Gradient is NOT the direction that points to the minimum or maximum

Although the gradient vector is defined at every point, it is really a local concept.

At any given point, it tells you the direction in which the function changes with the greatest rate. If you think of the function as height, then it gives the direction in which the ground is steepest.

As soon as you move an inch, the ground changes and the steepest direction changes.

Instead of the black zig-zag, you need an integral curve of the gradient vector field.


The gradient $\nabla f(x)$ points in the direction $u$ such that the directional derivative $D_u f(x)$ is as large as possible. You probably walk downhill in the direction of steepest descent, despite the fact that the lowest point on earth is the Dead Sea and you are probably walking in completely the wrong direction to reach it.

Edit:

Maybe walking down a hill is not a perfect analogy because it makes it seem like the "direction of steepest descent" should be a vector in $\mathbb R^3$, with a $z$ component as well as $x$ and $y$ components.

Perhaps a better analogy is a bug walking on a hot (painfully hot!) sidewalk. The bug moves in the direction of steepest descent (the direction in which temperature decreases most quickly), but the bug does not realize that the coolest spot on the sidewalk is ten meters in the opposite direction, where there is shade. Hopefully in this analogy it's clear that the temperature is a function $f(x,y)$, and the direction of steepest descent is a vector with an $x$ component and a $y$ component, but no $z$ component.

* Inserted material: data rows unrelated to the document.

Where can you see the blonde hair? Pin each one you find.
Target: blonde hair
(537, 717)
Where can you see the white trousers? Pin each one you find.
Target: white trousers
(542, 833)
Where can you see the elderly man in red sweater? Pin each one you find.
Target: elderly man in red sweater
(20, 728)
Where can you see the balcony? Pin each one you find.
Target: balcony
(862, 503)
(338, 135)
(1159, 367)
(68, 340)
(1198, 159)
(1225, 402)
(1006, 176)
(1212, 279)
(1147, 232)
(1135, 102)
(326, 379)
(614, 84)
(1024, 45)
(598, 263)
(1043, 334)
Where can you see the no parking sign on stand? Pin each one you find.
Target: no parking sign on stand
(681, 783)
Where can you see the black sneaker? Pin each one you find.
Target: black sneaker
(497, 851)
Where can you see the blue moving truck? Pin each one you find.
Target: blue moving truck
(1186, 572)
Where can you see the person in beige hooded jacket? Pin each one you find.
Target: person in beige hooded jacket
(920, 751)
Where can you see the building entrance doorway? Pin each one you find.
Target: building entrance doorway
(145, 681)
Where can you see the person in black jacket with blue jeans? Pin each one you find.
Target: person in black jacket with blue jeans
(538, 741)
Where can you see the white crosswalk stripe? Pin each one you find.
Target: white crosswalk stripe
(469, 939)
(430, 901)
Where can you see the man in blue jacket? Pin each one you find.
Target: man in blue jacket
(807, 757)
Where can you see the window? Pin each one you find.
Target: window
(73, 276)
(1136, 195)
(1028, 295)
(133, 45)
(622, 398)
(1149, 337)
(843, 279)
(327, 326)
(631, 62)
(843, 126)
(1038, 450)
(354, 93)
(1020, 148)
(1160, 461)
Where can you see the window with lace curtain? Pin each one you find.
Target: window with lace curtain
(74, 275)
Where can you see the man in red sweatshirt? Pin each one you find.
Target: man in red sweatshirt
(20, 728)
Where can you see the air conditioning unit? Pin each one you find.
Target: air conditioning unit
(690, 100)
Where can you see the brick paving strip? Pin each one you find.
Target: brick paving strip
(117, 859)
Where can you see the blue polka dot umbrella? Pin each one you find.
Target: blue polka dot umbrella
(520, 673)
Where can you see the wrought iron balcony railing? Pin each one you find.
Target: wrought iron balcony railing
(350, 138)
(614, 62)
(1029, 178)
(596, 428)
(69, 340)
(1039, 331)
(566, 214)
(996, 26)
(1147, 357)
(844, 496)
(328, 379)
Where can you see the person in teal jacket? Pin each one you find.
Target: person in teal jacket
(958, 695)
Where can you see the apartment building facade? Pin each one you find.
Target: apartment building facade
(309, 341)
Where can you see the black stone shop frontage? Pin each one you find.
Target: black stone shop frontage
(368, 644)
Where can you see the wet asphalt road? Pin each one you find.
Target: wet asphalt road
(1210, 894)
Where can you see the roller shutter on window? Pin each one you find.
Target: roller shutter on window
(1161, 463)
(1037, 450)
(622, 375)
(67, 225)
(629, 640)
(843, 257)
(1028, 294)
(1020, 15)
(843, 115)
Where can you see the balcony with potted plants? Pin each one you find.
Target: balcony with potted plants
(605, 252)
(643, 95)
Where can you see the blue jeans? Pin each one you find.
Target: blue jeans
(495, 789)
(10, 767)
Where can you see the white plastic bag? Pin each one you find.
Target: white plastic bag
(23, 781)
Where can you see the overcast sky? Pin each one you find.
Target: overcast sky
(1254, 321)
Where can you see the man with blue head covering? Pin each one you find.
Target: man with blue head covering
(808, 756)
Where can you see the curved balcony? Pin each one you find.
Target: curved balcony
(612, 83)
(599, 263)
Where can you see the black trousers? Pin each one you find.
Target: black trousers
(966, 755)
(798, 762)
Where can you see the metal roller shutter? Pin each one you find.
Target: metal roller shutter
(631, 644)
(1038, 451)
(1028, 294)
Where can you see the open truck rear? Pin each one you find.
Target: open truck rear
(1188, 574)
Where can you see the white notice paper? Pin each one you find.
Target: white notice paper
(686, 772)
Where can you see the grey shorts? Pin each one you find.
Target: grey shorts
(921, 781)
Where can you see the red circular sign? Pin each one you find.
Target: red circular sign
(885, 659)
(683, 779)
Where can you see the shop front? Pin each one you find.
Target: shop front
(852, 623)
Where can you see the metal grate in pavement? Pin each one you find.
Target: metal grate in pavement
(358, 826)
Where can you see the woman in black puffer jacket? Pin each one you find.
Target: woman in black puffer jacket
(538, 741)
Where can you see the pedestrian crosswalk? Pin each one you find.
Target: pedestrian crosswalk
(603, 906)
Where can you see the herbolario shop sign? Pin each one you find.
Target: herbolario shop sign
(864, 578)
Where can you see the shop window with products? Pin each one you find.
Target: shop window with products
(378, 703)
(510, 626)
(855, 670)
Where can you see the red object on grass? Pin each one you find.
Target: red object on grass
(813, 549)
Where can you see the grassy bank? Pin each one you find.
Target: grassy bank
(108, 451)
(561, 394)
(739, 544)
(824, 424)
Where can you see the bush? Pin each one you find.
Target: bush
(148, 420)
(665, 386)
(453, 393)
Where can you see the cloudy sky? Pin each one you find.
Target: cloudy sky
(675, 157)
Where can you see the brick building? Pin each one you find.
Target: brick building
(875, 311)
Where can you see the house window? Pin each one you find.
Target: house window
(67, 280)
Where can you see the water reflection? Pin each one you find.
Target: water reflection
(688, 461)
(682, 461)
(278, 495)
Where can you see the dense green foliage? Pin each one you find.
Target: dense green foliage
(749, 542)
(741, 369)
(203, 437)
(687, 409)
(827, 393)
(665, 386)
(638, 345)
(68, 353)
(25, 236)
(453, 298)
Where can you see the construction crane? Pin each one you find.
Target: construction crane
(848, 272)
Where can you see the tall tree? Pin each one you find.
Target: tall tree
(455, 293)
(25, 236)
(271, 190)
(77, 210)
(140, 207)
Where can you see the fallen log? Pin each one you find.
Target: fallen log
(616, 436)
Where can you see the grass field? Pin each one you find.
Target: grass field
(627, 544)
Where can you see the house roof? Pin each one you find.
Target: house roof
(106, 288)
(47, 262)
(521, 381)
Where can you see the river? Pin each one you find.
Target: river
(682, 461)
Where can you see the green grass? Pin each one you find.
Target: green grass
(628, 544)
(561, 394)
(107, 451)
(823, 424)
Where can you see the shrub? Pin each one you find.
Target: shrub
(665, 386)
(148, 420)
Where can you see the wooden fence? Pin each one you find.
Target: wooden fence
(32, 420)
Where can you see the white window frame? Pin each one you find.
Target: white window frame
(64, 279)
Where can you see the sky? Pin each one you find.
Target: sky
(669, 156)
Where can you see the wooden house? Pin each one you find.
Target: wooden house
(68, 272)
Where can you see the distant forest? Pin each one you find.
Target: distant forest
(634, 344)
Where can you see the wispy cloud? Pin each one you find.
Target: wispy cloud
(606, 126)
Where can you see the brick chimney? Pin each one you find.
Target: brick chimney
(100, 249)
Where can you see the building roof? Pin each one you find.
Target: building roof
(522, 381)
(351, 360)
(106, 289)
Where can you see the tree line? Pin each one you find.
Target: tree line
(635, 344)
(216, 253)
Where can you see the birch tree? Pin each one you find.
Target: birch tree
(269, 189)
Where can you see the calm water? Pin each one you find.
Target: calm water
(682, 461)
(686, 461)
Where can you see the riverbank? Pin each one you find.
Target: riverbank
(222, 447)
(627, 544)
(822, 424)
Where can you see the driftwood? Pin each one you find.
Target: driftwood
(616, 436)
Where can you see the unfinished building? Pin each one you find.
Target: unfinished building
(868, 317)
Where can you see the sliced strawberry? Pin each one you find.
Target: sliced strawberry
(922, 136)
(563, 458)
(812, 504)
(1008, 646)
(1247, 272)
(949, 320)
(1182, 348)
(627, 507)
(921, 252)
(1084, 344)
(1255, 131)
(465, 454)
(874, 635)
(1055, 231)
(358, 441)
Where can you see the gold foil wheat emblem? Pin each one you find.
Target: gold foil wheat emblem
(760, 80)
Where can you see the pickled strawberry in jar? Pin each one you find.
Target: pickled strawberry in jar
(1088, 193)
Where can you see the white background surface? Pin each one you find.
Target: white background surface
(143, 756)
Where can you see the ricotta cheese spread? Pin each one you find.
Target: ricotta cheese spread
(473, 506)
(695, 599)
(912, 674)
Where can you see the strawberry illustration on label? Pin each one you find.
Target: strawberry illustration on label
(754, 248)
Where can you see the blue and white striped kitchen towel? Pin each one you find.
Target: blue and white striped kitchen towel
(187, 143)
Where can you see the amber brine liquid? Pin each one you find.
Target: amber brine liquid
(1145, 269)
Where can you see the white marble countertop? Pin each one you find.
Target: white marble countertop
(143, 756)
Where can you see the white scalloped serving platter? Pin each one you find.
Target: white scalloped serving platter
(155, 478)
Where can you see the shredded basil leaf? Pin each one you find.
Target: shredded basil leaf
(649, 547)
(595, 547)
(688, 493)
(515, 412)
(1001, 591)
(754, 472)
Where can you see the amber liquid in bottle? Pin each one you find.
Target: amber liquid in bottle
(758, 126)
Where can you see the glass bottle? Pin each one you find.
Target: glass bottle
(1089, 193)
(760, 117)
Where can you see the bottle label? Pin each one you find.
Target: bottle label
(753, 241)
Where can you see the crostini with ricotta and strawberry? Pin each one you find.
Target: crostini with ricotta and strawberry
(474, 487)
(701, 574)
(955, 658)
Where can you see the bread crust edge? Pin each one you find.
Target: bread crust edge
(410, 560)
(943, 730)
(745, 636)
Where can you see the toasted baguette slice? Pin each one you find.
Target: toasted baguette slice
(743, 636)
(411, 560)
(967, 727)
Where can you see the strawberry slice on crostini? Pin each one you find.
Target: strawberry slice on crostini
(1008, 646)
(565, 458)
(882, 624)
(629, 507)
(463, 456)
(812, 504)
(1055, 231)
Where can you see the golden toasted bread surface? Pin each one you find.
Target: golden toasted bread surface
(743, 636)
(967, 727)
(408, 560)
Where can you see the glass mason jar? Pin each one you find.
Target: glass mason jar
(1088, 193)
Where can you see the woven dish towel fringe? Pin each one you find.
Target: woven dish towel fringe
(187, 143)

Your black lines are not gradient lines at all. The gradient should be perpendicular to the contour lines at every point. Even in an ellipsoidal valley, the gradient will not point to the lowest point, but it will point much closer to it than your picture indicates.

A function minimizer that follows the local gradient has to take a finite sized step in the direction of the gradient, then find the gradient at the new location to take the next step. Often evaluating the gradient is very expensive and you want to do it as few times as possible. One approach is then to follow the gradient from your current point as far as the function stops decreasing, then stop, evaluate the local gradient, and set off in that direction. If that is your strategy, each new direction will be at a right angle to the prior direction. If the new gradient were not perpendicular to the old direction of travel, you could decrease the function by moving farther or not so far in the old direction of travel. You only change direction when you are at a local minimum in the direction you are going.